One Block Off Bourbon
The finger-snapping man guiding people into the nightclub with slicked-back hair and winning ways sits on the toilet head down drunk old tuxedo on a nail as the street follows him up the stairs up the stairs into his room and down the stairs down the stairs into the street while down the hall in a room five feet wide and twelve feet long with one wall green and one wall purple, yellow door and window black, I lie in bed admiring the baby roaches that climb my walls and wonder about myself for liking them as the lights and the noise and the knowing all fade.
A Difference
Working in the 5 a.m. New Orleans shipyard, scraping the inner-hulls of monstrous river-gone grain haulers after the other midnight- ending job— orange rust showering below and beyond and upon us we pause to watch from fifty-foot ladders the Korean crew execute their militaristic assault upon their own spotless deck. So tiny! So fast! And strangely vicious. Yes, then. We return to our union-slow chiseling of rust, sweeping of water and hot private dreams of being fired and finally sleeping the sleep of the damned and the free.
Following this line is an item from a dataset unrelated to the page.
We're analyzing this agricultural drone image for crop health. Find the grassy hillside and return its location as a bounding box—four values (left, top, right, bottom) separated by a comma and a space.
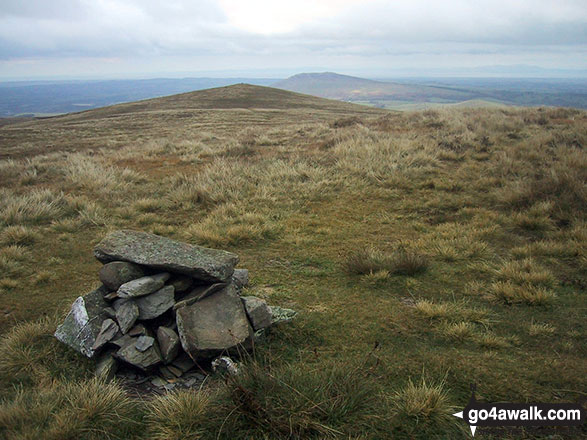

After a rather extended and varied second childhood in New Orleans (street musician, psych-tech, riverboat something-or-other, door-to-door poetry peddler, etc.), Matt Dennison finished his undergraduate degree at Mississippi State University where he won the National Sigma Tau Delta essay competition (judged by X.J. Kennedy). His work has appeared in Rattle, Natural Bridge, The Spoon River Poetry Review, and Cider Press Review, among others. He currently lives in a 108-year-old house with “lots of potential.”